[Web-SIG] Random thoughts

Tue Nov 4 21:01:15 EST 2003

On 04 November 2003, David Fraser said:
> However, we should deal with uploaded files differently here - they 
> could be huge! You dno't want them read in automatically.

I'm pretty happy with the solution I came up with for Quixote 0.5.1: a
subclass of HTTPRequest, HTTPUploadRequest, specialized to handle
"multipart/form-data" requests (which are mainly used for uploads, hence
the name of the class).  From upload.py in the Quixote distribution:

class HTTPUploadRequest (HTTPRequest):
    """
    Represents a single HTTP request with Content-Type
    "multipart/form-data", which is used for HTTP uploads.  (It's
    actually possible for any HTML form to specify an encoding type of
    "multipart/form-data", even if there are no file uploads in that
    form.  In that case, you'll still get an HTTPUploadRequest object --
    but since this is a subclass of HTTPRequest, that shouldn't cause
    you any problems.)

    When processing the upload request, any uploaded files are stored
    under a temporary filename in the directory specified by the
    'upload_dir' instance attribute (which is normally set, by
    Publisher, from the UPLOAD_DIR configuration variable).
    HTTPUploadRequest then creates an Upload object which contains the
    various filenames for this upload.

    Other form variables are stored as usual in the 'form' dictionary,
    to be fetched later with get_form_var().  Uploaded files can also be
    accessed via get_form_var(), which returns the Upload object created
    at upload-time, rather than a string.
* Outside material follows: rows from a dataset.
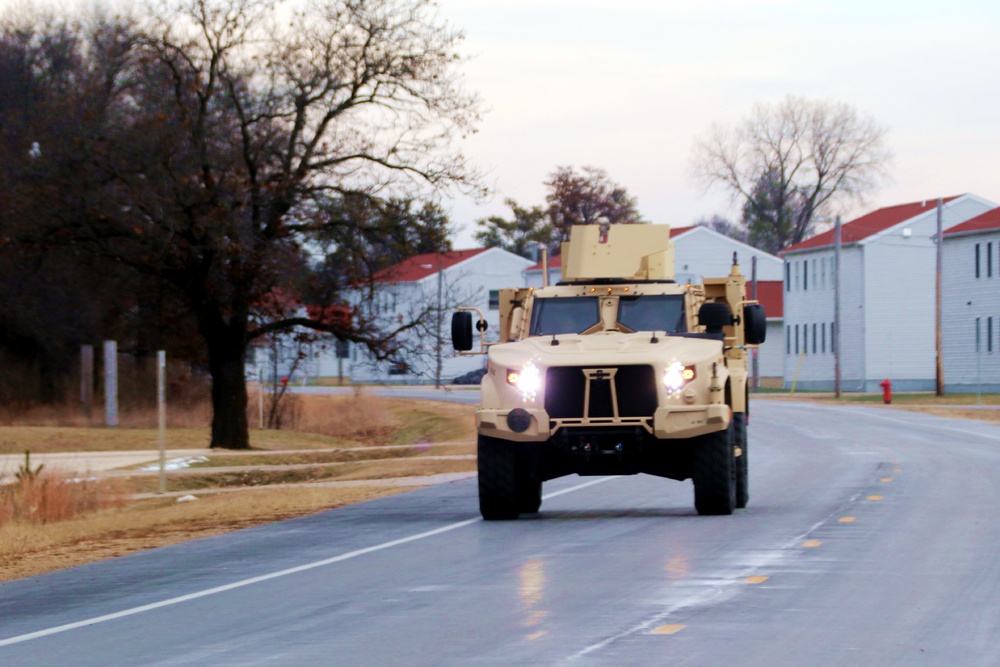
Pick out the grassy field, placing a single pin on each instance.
(342, 451)
(985, 407)
(337, 451)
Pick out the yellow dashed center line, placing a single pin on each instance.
(668, 629)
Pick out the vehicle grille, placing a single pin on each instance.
(566, 392)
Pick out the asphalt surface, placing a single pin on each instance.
(870, 539)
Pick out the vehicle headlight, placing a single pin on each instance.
(676, 375)
(527, 380)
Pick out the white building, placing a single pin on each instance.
(887, 291)
(441, 281)
(701, 252)
(970, 305)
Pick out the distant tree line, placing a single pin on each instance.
(573, 198)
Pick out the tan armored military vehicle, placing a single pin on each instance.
(616, 370)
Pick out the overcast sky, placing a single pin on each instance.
(626, 85)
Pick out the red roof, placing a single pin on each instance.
(868, 225)
(419, 267)
(983, 222)
(771, 295)
(556, 261)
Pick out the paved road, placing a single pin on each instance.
(871, 539)
(87, 463)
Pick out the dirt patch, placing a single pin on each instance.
(27, 550)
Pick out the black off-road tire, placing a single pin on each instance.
(714, 473)
(529, 495)
(742, 462)
(498, 475)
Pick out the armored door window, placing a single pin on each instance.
(573, 314)
(659, 312)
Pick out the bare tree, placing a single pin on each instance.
(788, 162)
(223, 134)
(528, 229)
(724, 226)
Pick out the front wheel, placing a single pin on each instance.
(499, 497)
(742, 462)
(714, 472)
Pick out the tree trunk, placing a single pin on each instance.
(226, 342)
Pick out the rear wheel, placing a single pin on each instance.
(499, 497)
(714, 473)
(742, 463)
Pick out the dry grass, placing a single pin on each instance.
(29, 547)
(27, 550)
(354, 470)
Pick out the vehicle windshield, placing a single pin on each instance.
(573, 314)
(659, 312)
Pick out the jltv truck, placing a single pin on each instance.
(616, 370)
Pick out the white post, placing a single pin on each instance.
(161, 403)
(111, 383)
(87, 379)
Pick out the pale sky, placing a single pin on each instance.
(627, 85)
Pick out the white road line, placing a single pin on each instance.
(267, 577)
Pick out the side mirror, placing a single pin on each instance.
(713, 315)
(754, 324)
(461, 330)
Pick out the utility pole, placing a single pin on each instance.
(939, 363)
(836, 307)
(755, 381)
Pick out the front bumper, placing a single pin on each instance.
(674, 422)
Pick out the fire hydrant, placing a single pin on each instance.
(886, 385)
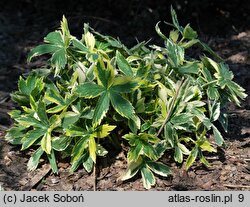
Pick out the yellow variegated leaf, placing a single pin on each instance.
(104, 130)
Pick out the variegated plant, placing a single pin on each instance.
(159, 99)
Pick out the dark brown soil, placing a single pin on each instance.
(24, 23)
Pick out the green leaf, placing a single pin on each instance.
(41, 50)
(189, 33)
(191, 158)
(207, 147)
(101, 151)
(61, 143)
(161, 147)
(34, 159)
(89, 90)
(101, 109)
(52, 161)
(189, 68)
(70, 118)
(135, 152)
(217, 135)
(31, 137)
(103, 130)
(148, 178)
(122, 106)
(183, 148)
(14, 135)
(79, 45)
(123, 64)
(46, 143)
(92, 148)
(159, 168)
(27, 121)
(124, 85)
(132, 169)
(56, 47)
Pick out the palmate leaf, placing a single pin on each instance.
(31, 137)
(123, 64)
(132, 170)
(124, 85)
(55, 46)
(103, 130)
(122, 106)
(89, 90)
(79, 149)
(61, 143)
(189, 33)
(159, 168)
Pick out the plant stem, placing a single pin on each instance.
(171, 108)
(94, 179)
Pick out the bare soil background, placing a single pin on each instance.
(222, 24)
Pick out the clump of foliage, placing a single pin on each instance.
(155, 99)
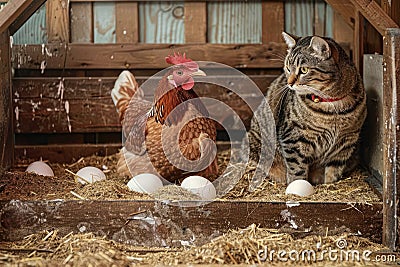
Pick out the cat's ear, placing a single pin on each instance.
(320, 47)
(290, 39)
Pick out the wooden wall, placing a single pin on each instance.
(76, 49)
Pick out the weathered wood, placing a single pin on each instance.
(81, 23)
(6, 129)
(57, 20)
(195, 22)
(346, 9)
(12, 11)
(104, 22)
(273, 20)
(144, 56)
(391, 142)
(372, 11)
(161, 224)
(66, 153)
(235, 22)
(127, 22)
(162, 22)
(25, 15)
(39, 103)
    Eg. if your upload form contains this:
      <input type="file" name="upload">

    then, when processing the form, you might do this:
      upload = request.get_form_var("upload")

    after which you could open the uploaded file immediately:
      file = open(upload.tmp_filename)

    or move it to a more permanent home before doing anything with it:
      permanent_name = os.path.join(permanent_upload_dir,
                                    upload.base_filename)
      os.rename(upload.tmp_filename, permanent_name)
    """

Even though this design was fairly strongly motivated by backwards
compatibility concerns, it turns out to be pretty neat and elegant.  The
request body isn't read until Quixote's Publisher calls
request.process_inputs(), which means that Quixote can still return
certain types of error response (mainly 404 "not found" or 403 "access
denied") before it reads that potentially huge upload.  And the uploaded
file is written to disk with a secure temporary name, so the application
can rename it, read it, or whatever without worrying about sudden leaps
in memory consumption.

        Greg
-- 
Greg Ward <gward at python.net>                         http://www.gerg.ca/
Hand me a pair of leather pants and a CASIO keyboard -- I'm living for today!